What's wrong, Karl? What's wrong? He's angry. He realizes that he's having a bad hair day. Anyway what was your last question? I am sorry.

Michael Madsen
Michael Madsen
Photos by Matt Carr

Can you talk about some of your other interests such as poetry?
Well, I basically started doing that because I had a lot of free time on my hands. You know I was divorced. When you are in this industry, you spend an awful lot of time alone in motels and trains and airplanes. Strange places and you tend to look around and you spend a lot of time noticing a lot people and things people do and I started writing it down. I started jotting things down. I wasn't much of a reader, but I liked Ernest Hemingway and I liked John Steinbeck. I read a couple of biographies of Spencer Tracy and Clark Gable and Burt Lancaster, and I really just started writing stuff. I would think of stuff and I would write it on a matchbook or fucking napkin or a paper bag. I wrote one on my leg in the back of a taxi cab in New York 'cause I didn't have a piece of paper. When you think of something, you write it down or you're gonna forget it. And then I started writing down dreams. I had a paper and pen next to my bed and in the morning, when I would wake up I would write down dreams that I had because they were really bizarre. It was just something I was doing. And then when I briefly moved to Santa Fe, New Mexico, after I finished Wyatt Earp, the woman who later became my wife and gave me three beautiful sons was with me in Santa Fe. I had all this stuff. I moved all my shit from L.A., because I was gonna leave Hollywood and leave the movie business. And I had a box that had all the stuff that I had written in it. I was gonna build a fire. It was snowing outside and all the fucking wood was wet. I had this box with all shit and I put the fucking thing in there and I was lighting it up, and she grabbed it and she took a few pages out and started reading it... And she goes: "Michael, Michael, you really shouldn't burn these things." So, I got the idea of giving it to a publisher in New York that I had met.

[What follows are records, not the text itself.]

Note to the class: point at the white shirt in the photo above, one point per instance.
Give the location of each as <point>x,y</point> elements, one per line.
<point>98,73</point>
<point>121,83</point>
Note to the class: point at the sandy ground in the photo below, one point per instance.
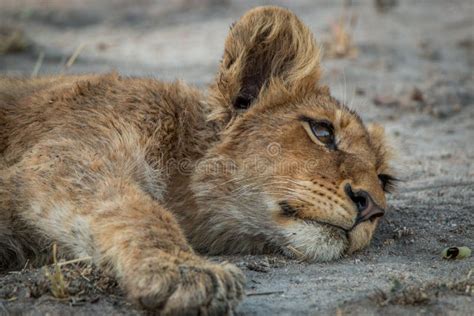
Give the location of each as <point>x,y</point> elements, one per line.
<point>413,72</point>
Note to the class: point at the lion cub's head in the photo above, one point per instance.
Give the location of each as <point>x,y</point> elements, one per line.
<point>294,170</point>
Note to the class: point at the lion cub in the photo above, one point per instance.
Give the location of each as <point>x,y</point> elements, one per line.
<point>139,174</point>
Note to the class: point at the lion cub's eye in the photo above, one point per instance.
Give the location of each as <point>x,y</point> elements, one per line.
<point>322,131</point>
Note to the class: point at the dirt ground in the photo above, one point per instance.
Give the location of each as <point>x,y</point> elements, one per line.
<point>409,66</point>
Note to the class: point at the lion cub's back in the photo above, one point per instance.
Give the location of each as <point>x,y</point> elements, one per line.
<point>32,108</point>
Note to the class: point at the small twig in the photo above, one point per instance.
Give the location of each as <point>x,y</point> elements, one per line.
<point>265,293</point>
<point>74,56</point>
<point>300,256</point>
<point>26,265</point>
<point>38,64</point>
<point>74,261</point>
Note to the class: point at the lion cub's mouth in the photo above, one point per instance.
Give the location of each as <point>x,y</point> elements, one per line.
<point>289,211</point>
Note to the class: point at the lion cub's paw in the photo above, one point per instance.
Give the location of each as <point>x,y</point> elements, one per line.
<point>189,289</point>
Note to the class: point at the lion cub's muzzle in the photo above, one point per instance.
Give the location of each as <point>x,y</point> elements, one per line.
<point>366,207</point>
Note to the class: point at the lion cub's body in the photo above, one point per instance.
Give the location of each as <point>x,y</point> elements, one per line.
<point>130,170</point>
<point>104,135</point>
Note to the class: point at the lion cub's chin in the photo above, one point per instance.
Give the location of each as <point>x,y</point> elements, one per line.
<point>318,242</point>
<point>314,242</point>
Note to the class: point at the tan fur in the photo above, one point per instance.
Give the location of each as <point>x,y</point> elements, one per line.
<point>137,173</point>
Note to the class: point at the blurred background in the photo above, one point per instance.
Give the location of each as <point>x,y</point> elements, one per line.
<point>405,64</point>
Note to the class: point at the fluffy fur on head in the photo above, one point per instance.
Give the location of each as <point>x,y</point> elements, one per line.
<point>277,187</point>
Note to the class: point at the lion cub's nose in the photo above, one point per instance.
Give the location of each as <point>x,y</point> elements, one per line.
<point>366,207</point>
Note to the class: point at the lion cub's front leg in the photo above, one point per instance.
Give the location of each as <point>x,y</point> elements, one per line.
<point>155,264</point>
<point>91,204</point>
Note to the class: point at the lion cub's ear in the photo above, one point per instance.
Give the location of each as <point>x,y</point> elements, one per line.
<point>268,46</point>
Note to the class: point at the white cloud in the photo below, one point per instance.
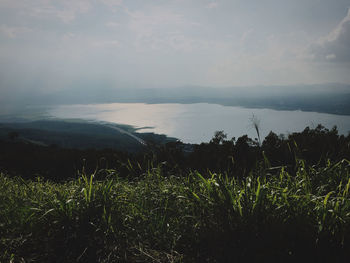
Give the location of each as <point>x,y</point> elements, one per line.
<point>112,3</point>
<point>13,32</point>
<point>212,5</point>
<point>64,10</point>
<point>113,24</point>
<point>335,47</point>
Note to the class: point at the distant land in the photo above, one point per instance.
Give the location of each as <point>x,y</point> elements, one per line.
<point>324,98</point>
<point>80,135</point>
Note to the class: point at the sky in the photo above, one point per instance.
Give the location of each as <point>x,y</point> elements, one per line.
<point>48,45</point>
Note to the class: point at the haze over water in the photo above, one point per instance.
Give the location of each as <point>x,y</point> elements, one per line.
<point>196,123</point>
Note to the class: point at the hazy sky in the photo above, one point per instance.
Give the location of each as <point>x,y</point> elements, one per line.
<point>47,44</point>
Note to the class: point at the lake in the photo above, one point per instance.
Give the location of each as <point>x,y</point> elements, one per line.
<point>195,123</point>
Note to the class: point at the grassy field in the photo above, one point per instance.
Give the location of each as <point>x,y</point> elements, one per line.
<point>268,216</point>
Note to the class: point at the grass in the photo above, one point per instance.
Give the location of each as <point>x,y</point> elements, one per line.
<point>269,215</point>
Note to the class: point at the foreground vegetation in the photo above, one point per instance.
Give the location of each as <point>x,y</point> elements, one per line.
<point>269,215</point>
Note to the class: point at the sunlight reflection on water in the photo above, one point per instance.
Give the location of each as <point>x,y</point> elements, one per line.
<point>197,122</point>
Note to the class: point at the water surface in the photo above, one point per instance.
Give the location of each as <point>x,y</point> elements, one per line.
<point>197,122</point>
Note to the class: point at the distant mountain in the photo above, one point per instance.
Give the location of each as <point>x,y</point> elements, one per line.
<point>326,98</point>
<point>80,135</point>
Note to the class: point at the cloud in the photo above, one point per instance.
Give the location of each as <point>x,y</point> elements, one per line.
<point>13,32</point>
<point>112,3</point>
<point>335,47</point>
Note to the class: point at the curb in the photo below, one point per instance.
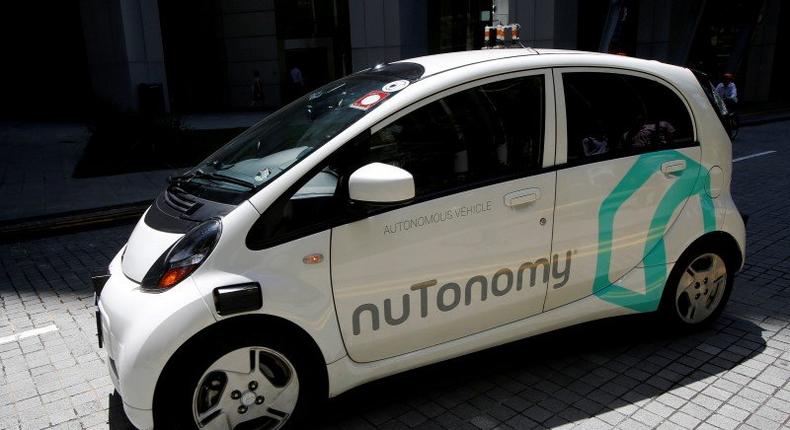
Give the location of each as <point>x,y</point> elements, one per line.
<point>47,225</point>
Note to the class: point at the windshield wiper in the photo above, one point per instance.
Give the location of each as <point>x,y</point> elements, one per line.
<point>219,177</point>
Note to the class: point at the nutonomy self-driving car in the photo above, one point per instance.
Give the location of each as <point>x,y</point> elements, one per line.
<point>417,211</point>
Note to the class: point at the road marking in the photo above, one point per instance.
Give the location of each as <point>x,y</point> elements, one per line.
<point>29,333</point>
<point>746,157</point>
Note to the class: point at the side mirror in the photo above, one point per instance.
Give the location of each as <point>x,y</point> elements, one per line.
<point>381,183</point>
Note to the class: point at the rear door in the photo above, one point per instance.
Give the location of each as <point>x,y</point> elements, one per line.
<point>628,160</point>
<point>470,253</point>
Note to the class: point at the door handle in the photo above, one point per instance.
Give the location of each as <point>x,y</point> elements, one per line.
<point>673,166</point>
<point>522,197</point>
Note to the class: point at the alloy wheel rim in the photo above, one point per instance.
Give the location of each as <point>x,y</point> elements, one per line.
<point>701,288</point>
<point>247,388</point>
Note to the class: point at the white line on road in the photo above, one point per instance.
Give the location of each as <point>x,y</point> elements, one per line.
<point>29,333</point>
<point>746,157</point>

You have an exhibition with Signature International here. Is photography something that you dabble with?
Well, Dennis Hopper got me involved in photography and he is a cool cat. I loved his pictures, because he takes pictures of things that no one else would take a picture of, and I kind of have the same kind of notion and I started taking pictures. All of a sudden, [photographer] Rosalie [Miller] came along and sent me a camera and it was just bizarre — it was as weird as Olivier Assayas calling me — "Excuse me, are you sure you want Michael Madsen to take these pictures?" It was an odd thing but then again it was very flattering and I took advantage of it. I tried to do a good job. I tried to do them what they expected and hoped me to do. It was a good thing and the money goes to a charity. And anything that goes to a charity is a good thing.